Rachel L. Wattier, MD, of the University of California San Francisco, and colleagues assessed mold infections among 131 children (median age 10.6 years) from 22 sites in the International Pediatric Fungal Network. Ten of the sites were international.

The most common underlying condition among study participants was hematologic malignancy, which occurred in 56% of children. Forty-nine percent of children had proven invasive mold infections and 51% had probable invasive mold infections. Seventy-five percent of patients had invasive aspergillosis; 13% had mucormycosis; and 17% had other invasive mold infections. Multiple mold species were found in eight children.

Overall, underlying conditions and risk factors were similar among patients with invasive aspergillosis and other invasive mold infections. However, those with non-Aspergillus invasive mold infections were more likely to have received antifungal agents with mold activity prior to diagnosis than those with invasive aspergillosis (67% vs. 40%).

Children with invasive mold infections were significantly more likely to have received voriconazole (Vfend, Roerig), posaconazole (Noxafil, Merck) or an echinocandin within 2 weeks prior to diagnosis. Children with mucormycosis and those with other non-Aspergillus invasive mold infections were more likely to have greater exposure to mold therapy prior to diagnosis compared with children with invasive aspergillosis.
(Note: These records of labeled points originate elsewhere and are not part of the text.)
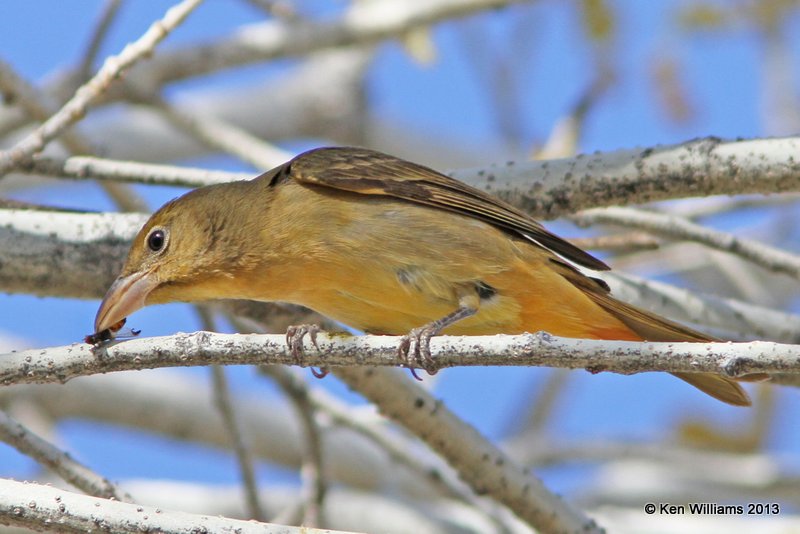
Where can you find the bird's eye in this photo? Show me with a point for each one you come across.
(156, 240)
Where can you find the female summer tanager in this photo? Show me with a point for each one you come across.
(385, 246)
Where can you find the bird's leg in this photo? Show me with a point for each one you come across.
(421, 338)
(294, 339)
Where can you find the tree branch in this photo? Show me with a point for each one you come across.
(702, 167)
(50, 456)
(59, 364)
(768, 257)
(363, 25)
(113, 67)
(38, 507)
(479, 463)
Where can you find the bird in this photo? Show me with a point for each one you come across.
(385, 246)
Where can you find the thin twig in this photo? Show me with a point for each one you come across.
(92, 168)
(479, 463)
(224, 404)
(37, 107)
(59, 364)
(223, 135)
(48, 455)
(312, 471)
(77, 106)
(101, 29)
(771, 258)
(37, 507)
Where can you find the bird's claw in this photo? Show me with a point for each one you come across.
(420, 356)
(294, 340)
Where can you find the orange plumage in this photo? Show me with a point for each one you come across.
(385, 246)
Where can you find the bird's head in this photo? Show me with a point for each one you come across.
(181, 254)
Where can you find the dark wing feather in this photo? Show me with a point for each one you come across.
(368, 172)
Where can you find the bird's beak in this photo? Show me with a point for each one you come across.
(126, 295)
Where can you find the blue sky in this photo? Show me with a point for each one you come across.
(722, 74)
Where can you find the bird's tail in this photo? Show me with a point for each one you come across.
(651, 327)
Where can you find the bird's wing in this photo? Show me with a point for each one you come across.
(373, 173)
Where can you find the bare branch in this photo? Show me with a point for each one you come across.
(225, 407)
(223, 135)
(548, 189)
(59, 364)
(33, 506)
(113, 67)
(482, 465)
(365, 24)
(742, 320)
(90, 168)
(312, 471)
(771, 258)
(702, 167)
(47, 454)
(101, 29)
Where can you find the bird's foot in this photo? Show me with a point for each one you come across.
(294, 340)
(420, 355)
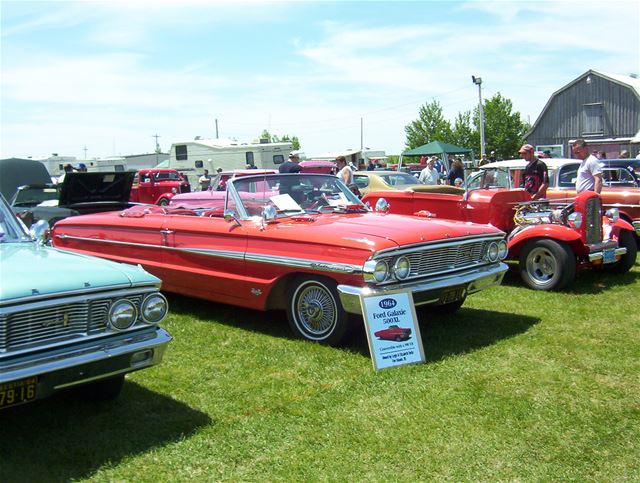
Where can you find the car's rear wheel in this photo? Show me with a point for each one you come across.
(547, 265)
(314, 310)
(626, 240)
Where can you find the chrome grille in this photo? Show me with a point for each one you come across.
(58, 323)
(442, 258)
(593, 225)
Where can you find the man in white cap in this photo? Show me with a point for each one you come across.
(590, 172)
(536, 174)
(290, 166)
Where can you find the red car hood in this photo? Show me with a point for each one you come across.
(374, 230)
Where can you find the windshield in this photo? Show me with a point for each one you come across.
(11, 230)
(34, 195)
(491, 178)
(290, 194)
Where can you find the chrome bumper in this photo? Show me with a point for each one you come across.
(427, 291)
(89, 362)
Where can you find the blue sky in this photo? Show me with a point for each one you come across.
(109, 75)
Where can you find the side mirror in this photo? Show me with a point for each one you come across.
(40, 231)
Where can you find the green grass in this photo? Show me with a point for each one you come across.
(519, 385)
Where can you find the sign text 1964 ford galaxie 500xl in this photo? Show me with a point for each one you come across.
(303, 243)
(67, 319)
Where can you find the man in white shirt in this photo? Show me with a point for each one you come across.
(590, 171)
(429, 175)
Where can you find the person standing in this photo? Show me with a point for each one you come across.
(290, 166)
(536, 175)
(457, 171)
(344, 170)
(590, 171)
(204, 181)
(429, 175)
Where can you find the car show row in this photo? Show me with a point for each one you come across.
(88, 309)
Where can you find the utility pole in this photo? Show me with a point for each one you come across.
(157, 146)
(478, 82)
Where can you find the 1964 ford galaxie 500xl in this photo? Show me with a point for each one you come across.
(303, 243)
(67, 319)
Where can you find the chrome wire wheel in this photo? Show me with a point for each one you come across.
(314, 311)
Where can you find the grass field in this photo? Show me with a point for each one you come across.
(519, 385)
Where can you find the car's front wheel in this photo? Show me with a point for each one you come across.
(547, 265)
(314, 310)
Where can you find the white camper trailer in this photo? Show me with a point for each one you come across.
(193, 157)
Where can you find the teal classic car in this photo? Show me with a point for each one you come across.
(68, 319)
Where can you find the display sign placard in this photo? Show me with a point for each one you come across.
(392, 329)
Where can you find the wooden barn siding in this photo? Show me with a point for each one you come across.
(563, 119)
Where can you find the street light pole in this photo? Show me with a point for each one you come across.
(478, 82)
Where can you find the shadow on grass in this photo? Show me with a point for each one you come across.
(446, 335)
(588, 281)
(67, 438)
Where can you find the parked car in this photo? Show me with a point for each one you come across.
(550, 240)
(384, 180)
(562, 185)
(302, 243)
(393, 332)
(79, 193)
(68, 319)
(157, 186)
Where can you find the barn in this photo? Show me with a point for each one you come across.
(601, 108)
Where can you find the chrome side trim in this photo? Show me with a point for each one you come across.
(318, 265)
(429, 291)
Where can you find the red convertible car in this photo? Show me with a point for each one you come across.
(393, 332)
(299, 242)
(551, 240)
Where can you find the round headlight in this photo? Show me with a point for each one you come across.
(381, 271)
(503, 249)
(382, 205)
(613, 214)
(492, 252)
(402, 268)
(122, 315)
(575, 220)
(154, 308)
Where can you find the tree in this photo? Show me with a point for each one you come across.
(430, 126)
(463, 133)
(273, 138)
(504, 130)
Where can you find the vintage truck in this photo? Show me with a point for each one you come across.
(551, 239)
(157, 186)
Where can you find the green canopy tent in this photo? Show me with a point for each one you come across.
(435, 148)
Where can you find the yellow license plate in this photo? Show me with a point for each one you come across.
(18, 392)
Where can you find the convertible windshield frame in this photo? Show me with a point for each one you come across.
(290, 195)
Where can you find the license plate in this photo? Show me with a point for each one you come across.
(451, 295)
(18, 392)
(609, 256)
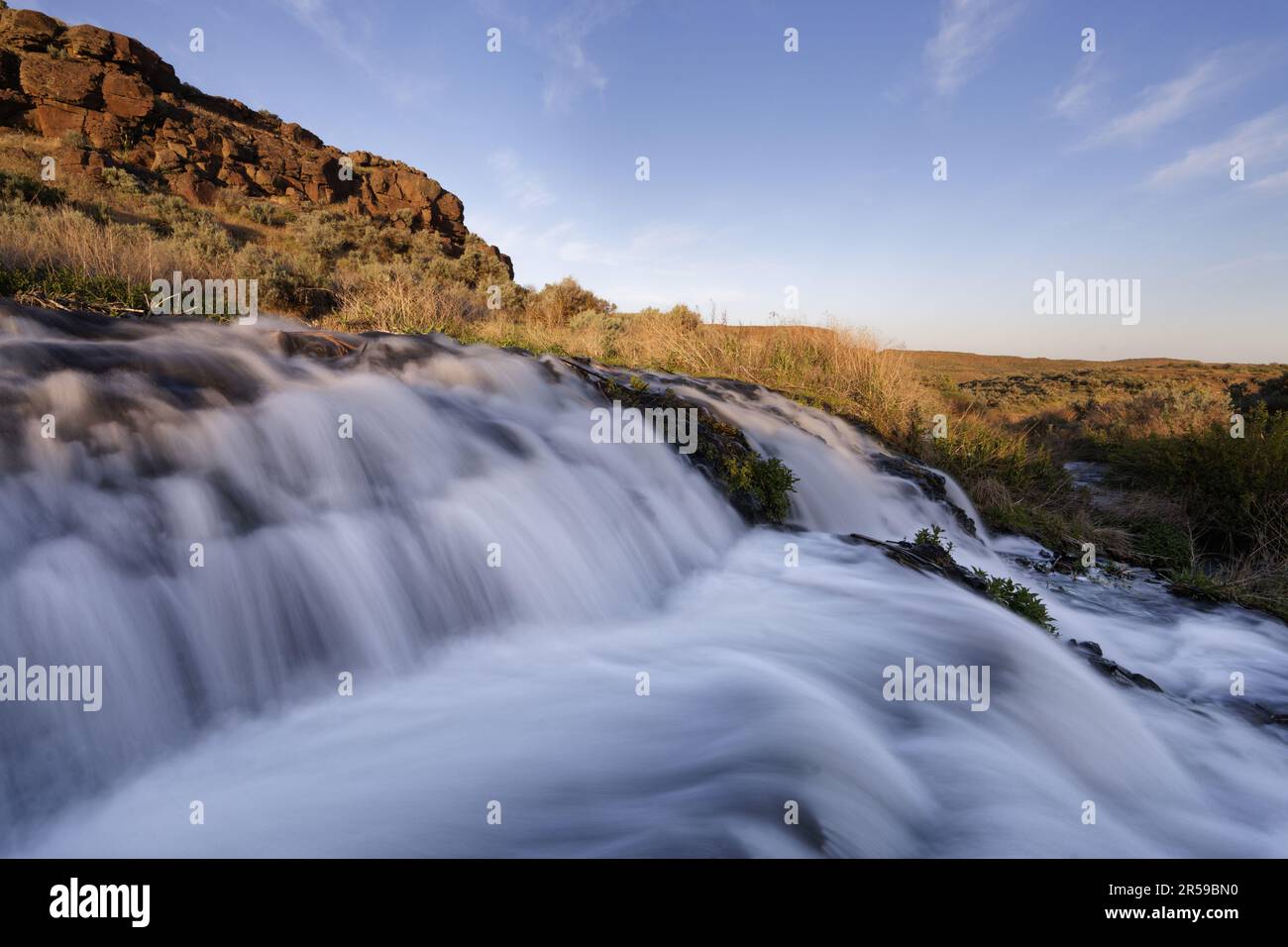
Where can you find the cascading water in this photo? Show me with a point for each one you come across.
(496, 582)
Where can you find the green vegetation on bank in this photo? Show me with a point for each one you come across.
(1201, 506)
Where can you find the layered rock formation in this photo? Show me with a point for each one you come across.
(112, 101)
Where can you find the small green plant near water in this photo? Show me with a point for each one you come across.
(1019, 598)
(767, 478)
(931, 536)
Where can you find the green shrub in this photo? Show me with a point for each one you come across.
(123, 180)
(20, 187)
(1019, 598)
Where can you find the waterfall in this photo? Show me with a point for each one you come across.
(232, 530)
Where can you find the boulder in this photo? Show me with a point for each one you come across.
(58, 78)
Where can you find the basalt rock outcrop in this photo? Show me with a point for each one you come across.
(106, 99)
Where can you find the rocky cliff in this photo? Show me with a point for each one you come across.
(110, 101)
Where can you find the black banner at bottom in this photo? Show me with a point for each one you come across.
(330, 896)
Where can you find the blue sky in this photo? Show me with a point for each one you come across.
(812, 169)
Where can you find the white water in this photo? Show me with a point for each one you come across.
(518, 684)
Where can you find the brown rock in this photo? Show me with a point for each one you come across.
(127, 97)
(69, 81)
(27, 29)
(56, 78)
(192, 188)
(54, 120)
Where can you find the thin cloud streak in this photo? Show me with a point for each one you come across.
(969, 31)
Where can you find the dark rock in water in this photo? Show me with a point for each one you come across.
(925, 557)
(1112, 669)
(932, 484)
(756, 487)
(129, 110)
(318, 344)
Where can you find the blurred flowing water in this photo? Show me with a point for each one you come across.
(518, 684)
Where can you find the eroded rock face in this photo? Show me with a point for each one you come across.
(64, 81)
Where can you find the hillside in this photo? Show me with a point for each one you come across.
(110, 102)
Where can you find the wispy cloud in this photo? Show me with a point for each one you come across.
(1260, 142)
(561, 40)
(1273, 182)
(1076, 98)
(349, 37)
(969, 31)
(520, 184)
(1163, 103)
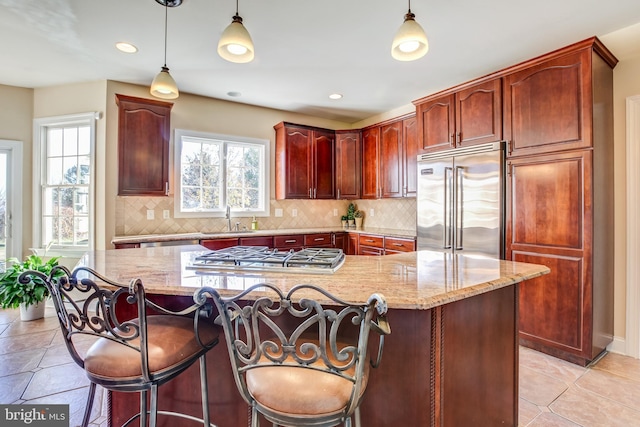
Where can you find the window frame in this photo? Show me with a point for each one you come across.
(40, 127)
(179, 134)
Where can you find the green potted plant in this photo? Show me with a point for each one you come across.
(358, 215)
(351, 214)
(28, 297)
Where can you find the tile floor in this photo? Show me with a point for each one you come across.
(553, 393)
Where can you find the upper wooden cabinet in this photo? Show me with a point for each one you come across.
(304, 162)
(472, 115)
(410, 152)
(348, 164)
(391, 160)
(143, 146)
(548, 106)
(389, 155)
(370, 162)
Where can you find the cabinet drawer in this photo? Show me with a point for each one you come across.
(288, 242)
(372, 241)
(399, 244)
(318, 240)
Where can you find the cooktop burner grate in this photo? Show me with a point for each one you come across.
(256, 257)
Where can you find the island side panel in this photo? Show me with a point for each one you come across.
(479, 360)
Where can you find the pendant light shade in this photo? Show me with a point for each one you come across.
(235, 44)
(410, 42)
(163, 85)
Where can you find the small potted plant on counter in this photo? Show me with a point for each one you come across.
(358, 215)
(351, 215)
(28, 297)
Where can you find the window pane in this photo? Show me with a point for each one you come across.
(70, 167)
(70, 141)
(84, 141)
(54, 171)
(54, 142)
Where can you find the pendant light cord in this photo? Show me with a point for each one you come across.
(166, 8)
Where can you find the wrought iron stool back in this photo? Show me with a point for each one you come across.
(294, 361)
(135, 355)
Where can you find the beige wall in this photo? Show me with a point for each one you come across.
(626, 83)
(16, 124)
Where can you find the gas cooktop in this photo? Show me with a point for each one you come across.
(262, 258)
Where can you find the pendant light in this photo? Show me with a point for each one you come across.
(235, 44)
(410, 42)
(163, 85)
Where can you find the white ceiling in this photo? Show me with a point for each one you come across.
(305, 49)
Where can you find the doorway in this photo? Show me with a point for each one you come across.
(10, 201)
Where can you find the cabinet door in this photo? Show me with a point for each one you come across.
(295, 170)
(348, 167)
(143, 146)
(370, 140)
(391, 159)
(410, 147)
(323, 165)
(479, 114)
(436, 124)
(547, 107)
(549, 222)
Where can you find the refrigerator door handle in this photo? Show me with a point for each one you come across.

The most commonly used antifungals for initial monotherapy were voriconazole (34%) and polyenes (31%). One-quarter of study participants received primary combination therapy.

More than half of children received combination therapy with two or more concurrent agents within the 12 weeks after diagnosis. Combination therapy was administered for a median of 25 days. Combinations of triazole and polyene agents were used most frequently (28%). Among children with invasive aspergillosis, the most frequently used regimens were triazoles and echinocandins (32%) and triazoles and polyenes (28%).

There were 47 adverse events during therapy for invasive mold infections, including five severe events. Adverse events were most frequently reported with voriconazole (47%) and liposomal amphotericin B (36%). Children who received any type of combination therapy within 12 weeks after diagnosis were more likely to experience adverse events than children who did not receive combination therapy.

Sixty percent of patients had a complete or partial response to therapy.

 “Our findings highlight a critical need to better understand the benefits and risks of combination antifungal therapy. Robust comparative studies with defined criteria for use of combination therapy, standardized regimens, and rigorous assessment of toxicity are needed to define the role of combination therapy in management of [invasive mold infections] in children,” the researchers concluded.

Disclosure: Some of the researchers have financial ties with Astellas Pharma, Cephalon, Gilead Sciences, Merck, Pfizer, Schering-Plough, Vicuron Pharmaceuticals, and Cubist.